По мягкому сочному дерну, какой бывает только на подступах к болоту, прошли на песчаный островок, поросший десятком кривоствольных низкорослых сосен. В тень, под хвойные лапы, не прятались, наоборот — расположились на припеке. В работе солнца ощущался уже как бы спад, усталость, предзимняя сосредоточенность. Тепла от него только-только хватало на то, чтобы не зябнуть и не загрустить раньше времени.

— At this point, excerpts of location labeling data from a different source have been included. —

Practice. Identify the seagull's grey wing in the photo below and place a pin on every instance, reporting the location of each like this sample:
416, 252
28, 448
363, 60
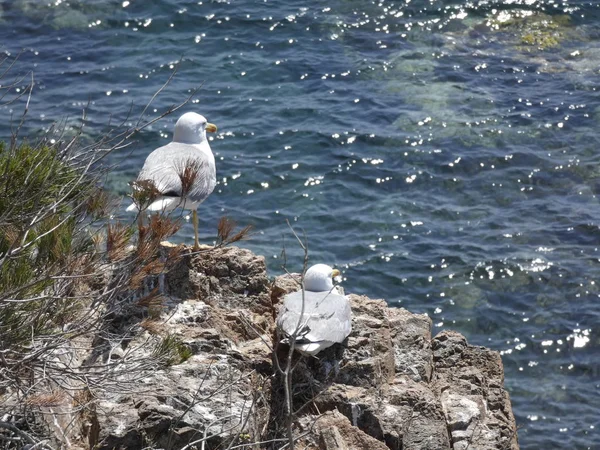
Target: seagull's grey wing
327, 316
166, 165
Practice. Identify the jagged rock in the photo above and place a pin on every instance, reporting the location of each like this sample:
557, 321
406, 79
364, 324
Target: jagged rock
390, 385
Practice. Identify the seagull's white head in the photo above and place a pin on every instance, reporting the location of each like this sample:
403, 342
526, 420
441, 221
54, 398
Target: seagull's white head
191, 128
319, 278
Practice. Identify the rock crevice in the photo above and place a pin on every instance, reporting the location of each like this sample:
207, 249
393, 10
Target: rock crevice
391, 385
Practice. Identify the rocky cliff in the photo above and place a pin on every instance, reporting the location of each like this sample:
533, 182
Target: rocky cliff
390, 386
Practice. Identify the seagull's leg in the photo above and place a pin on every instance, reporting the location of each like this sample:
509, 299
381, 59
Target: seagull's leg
195, 222
140, 222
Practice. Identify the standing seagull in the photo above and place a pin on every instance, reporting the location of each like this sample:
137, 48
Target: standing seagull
325, 319
186, 160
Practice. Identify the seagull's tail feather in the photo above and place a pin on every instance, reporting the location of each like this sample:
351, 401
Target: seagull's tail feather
164, 204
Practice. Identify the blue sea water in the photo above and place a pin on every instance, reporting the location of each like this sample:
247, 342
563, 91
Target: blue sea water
424, 147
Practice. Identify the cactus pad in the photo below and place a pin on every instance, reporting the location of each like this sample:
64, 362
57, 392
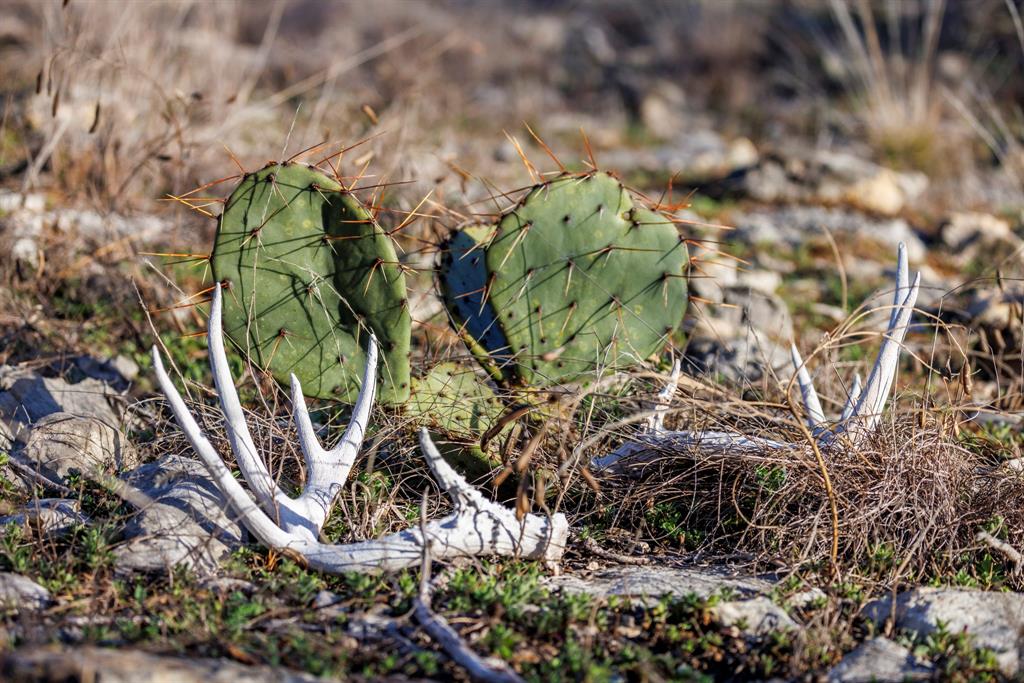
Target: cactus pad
308, 273
578, 278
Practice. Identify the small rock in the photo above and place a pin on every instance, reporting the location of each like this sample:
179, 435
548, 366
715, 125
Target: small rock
13, 201
662, 110
977, 236
23, 594
657, 581
964, 228
766, 282
126, 367
51, 516
994, 621
823, 176
738, 360
28, 397
225, 585
26, 254
807, 598
186, 522
757, 616
794, 225
880, 659
61, 442
701, 155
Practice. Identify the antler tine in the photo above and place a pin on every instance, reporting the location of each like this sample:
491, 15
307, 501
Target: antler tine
902, 283
815, 416
327, 471
851, 399
264, 487
876, 392
655, 423
454, 483
255, 519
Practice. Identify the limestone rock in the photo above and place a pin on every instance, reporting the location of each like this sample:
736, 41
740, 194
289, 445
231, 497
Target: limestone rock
123, 666
61, 442
27, 397
51, 516
657, 581
699, 155
794, 225
880, 659
739, 360
186, 522
823, 176
994, 620
756, 616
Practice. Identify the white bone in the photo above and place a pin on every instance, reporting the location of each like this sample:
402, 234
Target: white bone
860, 415
851, 399
815, 416
475, 526
655, 423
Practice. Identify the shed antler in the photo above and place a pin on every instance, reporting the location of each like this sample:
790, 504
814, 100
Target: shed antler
860, 415
475, 526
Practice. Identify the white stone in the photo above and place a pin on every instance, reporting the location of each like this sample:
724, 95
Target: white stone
994, 621
879, 659
758, 615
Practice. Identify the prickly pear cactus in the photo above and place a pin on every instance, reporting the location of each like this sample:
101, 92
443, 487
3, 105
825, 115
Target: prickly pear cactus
307, 274
464, 282
578, 276
458, 407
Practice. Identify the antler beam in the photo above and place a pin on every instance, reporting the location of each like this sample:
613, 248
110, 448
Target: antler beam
475, 526
861, 413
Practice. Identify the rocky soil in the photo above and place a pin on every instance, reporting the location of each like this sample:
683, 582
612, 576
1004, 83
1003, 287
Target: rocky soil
119, 560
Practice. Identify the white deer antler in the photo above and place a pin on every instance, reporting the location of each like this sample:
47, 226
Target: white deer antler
475, 526
860, 415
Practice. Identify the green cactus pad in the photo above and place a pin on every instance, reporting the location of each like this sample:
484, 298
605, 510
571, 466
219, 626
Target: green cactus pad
456, 399
581, 278
307, 274
458, 407
464, 280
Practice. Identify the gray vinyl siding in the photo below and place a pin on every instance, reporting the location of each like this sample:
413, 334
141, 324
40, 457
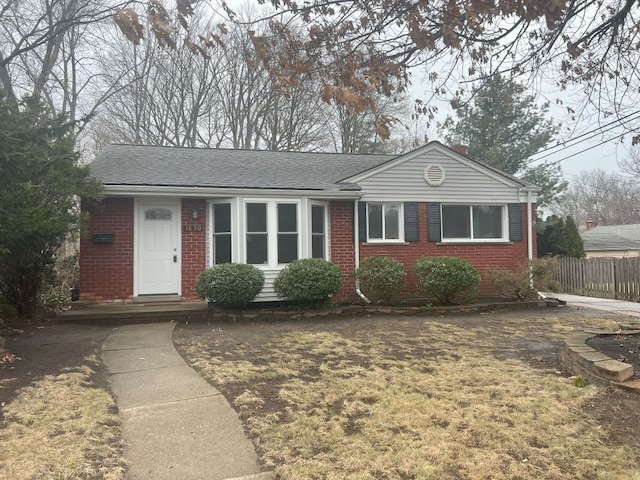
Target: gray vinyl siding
463, 183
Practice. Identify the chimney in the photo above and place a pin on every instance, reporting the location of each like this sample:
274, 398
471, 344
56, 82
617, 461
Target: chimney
459, 148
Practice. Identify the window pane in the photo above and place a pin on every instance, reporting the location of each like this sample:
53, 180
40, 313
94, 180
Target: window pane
287, 247
317, 219
221, 249
222, 217
256, 217
375, 221
256, 248
487, 221
455, 221
317, 246
287, 221
391, 222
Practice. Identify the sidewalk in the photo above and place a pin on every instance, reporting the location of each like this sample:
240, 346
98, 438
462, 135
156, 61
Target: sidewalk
604, 304
175, 425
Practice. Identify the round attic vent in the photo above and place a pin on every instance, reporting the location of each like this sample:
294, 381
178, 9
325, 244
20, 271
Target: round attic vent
434, 175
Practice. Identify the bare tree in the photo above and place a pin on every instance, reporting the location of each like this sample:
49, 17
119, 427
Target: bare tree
631, 164
361, 48
605, 198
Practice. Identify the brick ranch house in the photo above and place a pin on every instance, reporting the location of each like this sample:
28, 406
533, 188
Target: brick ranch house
170, 212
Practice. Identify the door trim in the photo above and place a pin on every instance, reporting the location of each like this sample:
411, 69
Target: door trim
144, 202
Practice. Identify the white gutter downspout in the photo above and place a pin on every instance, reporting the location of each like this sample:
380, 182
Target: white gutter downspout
530, 238
356, 248
529, 227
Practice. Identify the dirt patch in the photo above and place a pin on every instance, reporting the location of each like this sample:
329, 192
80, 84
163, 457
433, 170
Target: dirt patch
460, 396
624, 348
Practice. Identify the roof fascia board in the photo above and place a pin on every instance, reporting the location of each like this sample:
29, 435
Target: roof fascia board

Настя проворно, с природным изяществом главенствовала за «столом»: в сумке у нее нашелся многократно сложенный, спрессованный общежитейским утюжком цветастый платочек, в одно мгновение превратившийся в небольшую скатерть. По углам «стола»— четыре бутылки пепси, чтобы скатерть не задрало ветром. В центре, на привокзальных буфетных картонных тарелочках — пирожки, бутерброды, огурцы с помидорами.
— Жить можно, — решила Настя. — И нужно.
Потапов ел нехотя. Жевал как во сне. Но постепенно, беря пример с простодушно хрустевшей огурцом Насти, воспрянул. Усмехнулся: «Надо же… Оказывается, аппетит передается. Как печаль или простуда».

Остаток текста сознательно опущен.